I went into Freemasonry with well honed skills in leadership, management and organization which I use in a variety of ways. From Masonry I've gained skills in writing, researching, speaking, networking, and fundraising--as well as some refinements in how I conduct myself and present myself (got a lot more work to do there). And I've been given the opportunity to build on a use some of the skills I have in art in music.
But I never really appreciated the self-improvement aspect of the Fraternity until recently. I'm aware that I've changed over the years, and gained a lot of wisdom from my mentors and teachers along with a good deal of knowledge from my studies. I've always worked to pass that along to new members, and I think I've done a pretty good job as a mentor and teacher. But recently I saw an example that really showed me the potential of what Freemasonry is capable of accomplishing in a man's life when properly applied.

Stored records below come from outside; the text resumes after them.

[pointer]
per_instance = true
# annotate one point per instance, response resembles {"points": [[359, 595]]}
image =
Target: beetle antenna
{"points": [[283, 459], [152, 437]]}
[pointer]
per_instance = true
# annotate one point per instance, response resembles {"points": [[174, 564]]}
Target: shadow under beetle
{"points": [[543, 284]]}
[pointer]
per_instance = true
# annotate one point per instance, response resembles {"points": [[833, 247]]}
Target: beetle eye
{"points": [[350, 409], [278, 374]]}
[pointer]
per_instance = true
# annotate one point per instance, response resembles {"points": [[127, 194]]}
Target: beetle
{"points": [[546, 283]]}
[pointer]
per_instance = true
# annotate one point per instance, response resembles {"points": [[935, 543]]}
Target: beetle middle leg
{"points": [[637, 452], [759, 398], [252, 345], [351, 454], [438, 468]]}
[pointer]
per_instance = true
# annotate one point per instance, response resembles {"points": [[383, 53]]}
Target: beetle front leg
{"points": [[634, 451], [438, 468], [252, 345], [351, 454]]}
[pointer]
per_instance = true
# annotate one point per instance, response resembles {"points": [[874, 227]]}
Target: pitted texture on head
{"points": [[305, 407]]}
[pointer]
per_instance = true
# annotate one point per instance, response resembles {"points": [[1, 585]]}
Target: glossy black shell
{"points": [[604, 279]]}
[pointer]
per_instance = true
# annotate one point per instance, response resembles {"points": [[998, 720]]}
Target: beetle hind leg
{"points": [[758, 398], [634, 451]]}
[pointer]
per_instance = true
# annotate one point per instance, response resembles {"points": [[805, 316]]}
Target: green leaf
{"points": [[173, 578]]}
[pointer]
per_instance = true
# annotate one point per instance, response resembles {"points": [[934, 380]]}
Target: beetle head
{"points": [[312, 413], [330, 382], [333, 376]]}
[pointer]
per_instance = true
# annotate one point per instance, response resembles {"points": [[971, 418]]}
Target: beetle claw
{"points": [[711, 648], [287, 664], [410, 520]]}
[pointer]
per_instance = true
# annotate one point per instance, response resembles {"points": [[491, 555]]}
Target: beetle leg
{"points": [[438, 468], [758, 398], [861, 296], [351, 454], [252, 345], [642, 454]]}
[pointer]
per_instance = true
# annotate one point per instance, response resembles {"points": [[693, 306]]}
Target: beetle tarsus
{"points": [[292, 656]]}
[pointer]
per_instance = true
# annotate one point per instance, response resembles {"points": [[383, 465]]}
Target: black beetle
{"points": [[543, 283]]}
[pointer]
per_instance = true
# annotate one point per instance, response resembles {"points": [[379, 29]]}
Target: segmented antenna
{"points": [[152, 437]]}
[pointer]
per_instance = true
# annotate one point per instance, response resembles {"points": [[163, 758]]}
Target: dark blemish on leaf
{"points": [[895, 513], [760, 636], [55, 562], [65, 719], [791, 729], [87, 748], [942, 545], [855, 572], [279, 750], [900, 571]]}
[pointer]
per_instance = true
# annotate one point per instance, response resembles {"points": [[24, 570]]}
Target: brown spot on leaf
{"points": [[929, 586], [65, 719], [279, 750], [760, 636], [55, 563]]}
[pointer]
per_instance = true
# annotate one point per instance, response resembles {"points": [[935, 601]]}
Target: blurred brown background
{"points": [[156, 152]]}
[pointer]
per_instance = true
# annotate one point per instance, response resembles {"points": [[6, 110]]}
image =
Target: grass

I've been mentoring a young man for about a year now. He contacted me through the Midnight Freemasons with some questions about the Fraternity, thought it sounded like something he could benefit from, and he's now a new Master Mason. He's very enthusiastic about Freemasonry, and it occurred to me in talking with him why. This is the first time in his life that he's been able to see what he has to offer, see the potential of what he can become, and see what the contributions of just one person can do to make one thing better in the world--and then compound that by joining forces with a group of like-minded men all with that same desire.
The Fraternity has opened his eyes, and there's a good chance he'll never be the same again. His life was off track when he joined--our original conversations were about whether a Lodge would even want him. Of course they did, and he joined. Freemasonry helped put him back on the right track. He's contributing to the work of his Lodge, he's helping out in his community, he's got a new job he loves, replaced a few bad habits with a few good ones, and is in a new relationship that's much better than the one that got him off track. He's even begun attending church, which he hadn't done since he was a boy. He's transformed his life, and it's truly been a marvel to see.
I might get boos for this, but it isn't all about doing Freemasonry--attending events, degrees, meetings, etc. It's about living Freemasonry, and when given the opportunity teaching Freemasonry. Those of us who do, who take those ancient teachings and apply them to our life and help others do the same thing find the greatest strength of Freemasonry--the path to a well-balanced, peaceful and happy life.